Jason Matusow, Microsoft

Eventually, Microsoft is likely to just dilute the word “open” until it has no valuable meaning whatsoever. It serves it well.

“It should be obvious then that when Microsoft talks about “Open Protocols” (both capitalised) it does not mean free-to-use protocols.”The mighty sting that enables visibility of APIs to mean no free access is of course the notion of intellectual monopolies, which are recognised only in a handful of nations. Microsoft is not alone when it comes to such strategy, whose core principle is extraction of money from one’s own competition. Trend Micro tried this too. And look where it ended up:

  1. Trend Micro patent claim provokes FOSS community, leads to boycott
  2. Call for action: Boycott Trend Micro

The CEO of the company, who is also one of the ‘geniuses’ behind the bad business plan, is currently doing some ‘damage control’. First they attack and then they apologise and pretend to be clueless.

Trend Micro may have received more than it bargained for in its software patent dispute with rival Barracuda Networks. In the past few months Barracuda’s cause has been taken up by free software advocates, who see Trend Micro’s patent claims as a threat to the open-source ClamAV antivirus project.


Chen: In the patent, we are not claiming that we invented the antivirus scanner. We are not claiming that we invented the proxy server. But the concept of using these two together so that you can stop the virus during the transition is new. Like I said, I’m not a patent specialist, but at that time it was awarded as a patent.
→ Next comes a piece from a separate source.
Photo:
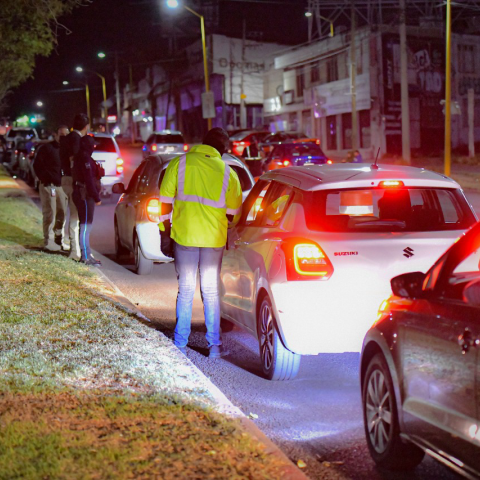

And then later on even IBM themselves exchanged their patent with us, and so there was some recognition of that as a valid patent. And then later on it was litigated.

Software patents are always very controversial. It’s not about open source; it’s about how you define the patent.

Here is what Bruce Perens said about it:

Eva Chen, CEO of Trend Micro, currently suing Barracuda over Trend’s patent on an anti-virus scanning gateway, was interviewed in PC World. She says “It’s not about Open Source”, but she manages to sound rather short of a clue in this interview, and makes a poor case for this sort of patent being issued at all.

PJ at Groklaw said this: “Here’s the article about prior art referenced in the article. If you find any more, it’s still not too late. The case, in my view, in unequivocally about open source.”

It ought to be clear by now that software patent attacks come not only from patent trolls (empty shells without even a product) but also directly from companies that want to ‘negotiate’ using terms like RAND, “settlement”, and ‘interoperability’. All are just a case of putting lipstick on a pig. Pamela Jones has already said that Microsoft will be the next SCO Group.

Software patent abuse is an abuse; it should be called for what it is. Red Hat too was a victim of those that need to be eradicated. Tolerance towards this might only encourage more of the same and, as Trend Micro shows, IBM’s cross-licensing did no good, let alone its filing of silly patents. At the end of the day, programmers don’t want patents. Copyright are far more than sufficient. But.. who are they to decide when the likes of Microsoft are run by lawyers, MBAs, investors and marketing people?

The article reports the results of a survey on the optimal legal way to protect developers’ rights to their intellectual property in the US. Two groups were incorporated: software developers and attorneys. The majority of both groups favor copyright as the legal method, but attorneys prefer patenting with a longer protection period.

Lawyers should not be setting the rules for the software industry. It’s an obtrusive perversion by those who only think of money.

“Linux is a cancer that attaches itself in an intellectual property sense to everything it touches.”